Easy Vegetable Rice Soup With Black Beans

Easy Vegetable Rice Soup With Black Beans Recipe

By Earth of Maria

👩‍🍳Cook Time: 30 mins

Ingredients

▢ 1 medium red onion

▢ 2 cloves garlic, minced

▢ 1/2 medium green chilli pepper, finely chopped, optional

▢ 1 tsp paprika

▢ 1 tsp garlic granules

▢ 1 tsp garam masala

▢ 1 tbsp curry powder

▢ 2 medium yellow bell peppers, finely diced

▢ 2 medium carrots, peeled and chopped

▢ 3/4 cup wholegrain rice, dry

▢ 1.5 cups cauliflower, florets

▢ 2 stalks celery, chopped

▢ 1.5 cups cherry tomatoes, chopped

▢ 10 stalks asparagus , chopped

▢ 2.5 cups cooked black beans

▢ 6 cups vegetable broth, adjust depending on how thick you want your soup to be

▢ 1 tbsp brown rice miso paste

▢ pinch dried thyme

▢ salt and pepper to taste

▢ fresh parsley and sesame seeds, to garnish

Instructions

1Add the onions, garlic cloves, green chilli peppers, paprika and garlic granules to a saucepan on a medium-high heat. Stir for 2-3 minutes, until softened and fragrant.
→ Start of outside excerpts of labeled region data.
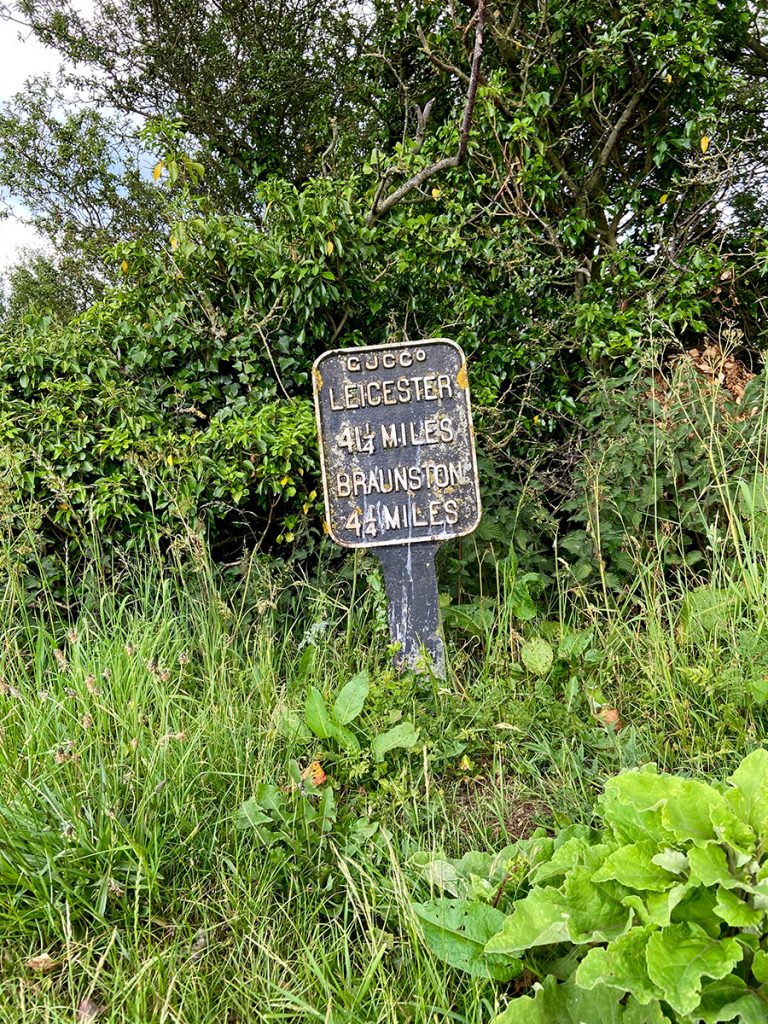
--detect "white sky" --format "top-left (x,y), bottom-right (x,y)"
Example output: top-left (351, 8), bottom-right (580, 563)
top-left (0, 11), bottom-right (66, 273)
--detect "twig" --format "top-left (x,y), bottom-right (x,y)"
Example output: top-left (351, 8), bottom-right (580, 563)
top-left (368, 0), bottom-right (486, 227)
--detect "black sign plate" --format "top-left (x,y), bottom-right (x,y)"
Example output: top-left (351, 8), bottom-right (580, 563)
top-left (312, 338), bottom-right (480, 548)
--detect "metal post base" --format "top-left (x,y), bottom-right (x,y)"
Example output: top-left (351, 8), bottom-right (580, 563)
top-left (371, 541), bottom-right (445, 679)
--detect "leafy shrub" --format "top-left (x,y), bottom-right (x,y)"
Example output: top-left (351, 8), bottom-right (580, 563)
top-left (415, 750), bottom-right (768, 1024)
top-left (559, 353), bottom-right (766, 590)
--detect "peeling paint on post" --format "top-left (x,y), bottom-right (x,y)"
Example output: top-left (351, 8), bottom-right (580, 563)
top-left (312, 338), bottom-right (480, 676)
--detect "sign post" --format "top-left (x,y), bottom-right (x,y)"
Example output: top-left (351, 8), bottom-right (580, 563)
top-left (312, 338), bottom-right (480, 677)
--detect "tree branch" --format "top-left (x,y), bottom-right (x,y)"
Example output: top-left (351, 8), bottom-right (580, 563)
top-left (368, 0), bottom-right (486, 227)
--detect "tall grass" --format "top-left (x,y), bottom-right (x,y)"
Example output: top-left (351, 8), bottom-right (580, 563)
top-left (0, 366), bottom-right (768, 1024)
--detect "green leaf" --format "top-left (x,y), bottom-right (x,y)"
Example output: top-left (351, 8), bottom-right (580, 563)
top-left (486, 888), bottom-right (569, 955)
top-left (564, 847), bottom-right (632, 943)
top-left (304, 686), bottom-right (337, 739)
top-left (371, 722), bottom-right (419, 761)
top-left (714, 889), bottom-right (765, 928)
top-left (520, 637), bottom-right (555, 676)
top-left (234, 797), bottom-right (272, 829)
top-left (688, 843), bottom-right (738, 889)
top-left (599, 765), bottom-right (674, 847)
top-left (592, 843), bottom-right (676, 892)
top-left (752, 949), bottom-right (768, 984)
top-left (646, 922), bottom-right (743, 1014)
top-left (334, 672), bottom-right (371, 725)
top-left (414, 898), bottom-right (522, 981)
top-left (726, 748), bottom-right (768, 840)
top-left (575, 926), bottom-right (662, 1005)
top-left (492, 975), bottom-right (668, 1024)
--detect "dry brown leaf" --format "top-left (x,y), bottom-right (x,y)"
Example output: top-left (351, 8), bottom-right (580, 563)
top-left (26, 953), bottom-right (58, 974)
top-left (301, 761), bottom-right (328, 785)
top-left (76, 995), bottom-right (106, 1024)
top-left (597, 708), bottom-right (624, 732)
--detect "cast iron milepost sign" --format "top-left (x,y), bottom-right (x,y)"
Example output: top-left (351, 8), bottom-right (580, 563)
top-left (312, 338), bottom-right (480, 676)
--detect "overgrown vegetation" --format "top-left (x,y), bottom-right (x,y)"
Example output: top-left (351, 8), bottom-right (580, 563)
top-left (0, 0), bottom-right (768, 1024)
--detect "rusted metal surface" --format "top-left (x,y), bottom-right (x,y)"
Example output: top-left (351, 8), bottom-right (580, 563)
top-left (312, 338), bottom-right (480, 677)
top-left (312, 338), bottom-right (480, 548)
top-left (374, 543), bottom-right (445, 679)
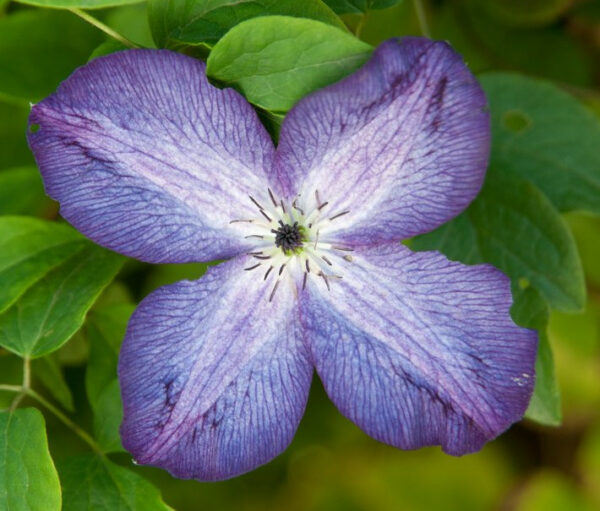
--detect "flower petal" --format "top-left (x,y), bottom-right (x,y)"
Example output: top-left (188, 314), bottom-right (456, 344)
top-left (28, 50), bottom-right (274, 263)
top-left (301, 244), bottom-right (537, 455)
top-left (119, 258), bottom-right (312, 480)
top-left (276, 37), bottom-right (490, 244)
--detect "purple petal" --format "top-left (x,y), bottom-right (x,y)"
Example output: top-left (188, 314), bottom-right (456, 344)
top-left (29, 50), bottom-right (274, 262)
top-left (276, 37), bottom-right (490, 244)
top-left (301, 244), bottom-right (537, 455)
top-left (119, 258), bottom-right (312, 480)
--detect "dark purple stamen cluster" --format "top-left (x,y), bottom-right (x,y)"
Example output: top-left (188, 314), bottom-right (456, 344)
top-left (271, 220), bottom-right (302, 254)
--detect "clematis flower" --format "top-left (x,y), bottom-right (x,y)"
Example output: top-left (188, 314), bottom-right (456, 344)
top-left (29, 38), bottom-right (537, 480)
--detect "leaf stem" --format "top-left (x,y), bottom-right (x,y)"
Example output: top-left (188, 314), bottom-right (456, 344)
top-left (10, 357), bottom-right (31, 412)
top-left (69, 7), bottom-right (138, 48)
top-left (0, 378), bottom-right (104, 456)
top-left (413, 0), bottom-right (431, 39)
top-left (354, 11), bottom-right (368, 39)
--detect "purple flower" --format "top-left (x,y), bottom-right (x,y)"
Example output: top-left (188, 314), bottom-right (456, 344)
top-left (29, 38), bottom-right (536, 480)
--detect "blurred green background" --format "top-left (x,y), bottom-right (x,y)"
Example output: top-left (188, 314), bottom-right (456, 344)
top-left (0, 0), bottom-right (600, 511)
2Add bell pepper and carrots with the garam masala and curry powder and allow those vegetables to soften for 2 minutes or so before adding the wholegrain rice, cauliflower, celery, cherry tomatoes and 4 cups of the water/veggie stock. Lower the heat, cover and simmer for 15 minutes.

3After 15 minutes, stir in the black beans, asparagus, miso paste, dried thyme and remaining water. Season to taste with salt and pepper. Cover and simmer once more for a further 10 minutes, or until the rice is cooked through.

4Serve immediately with fresh parsley and sesame seeds.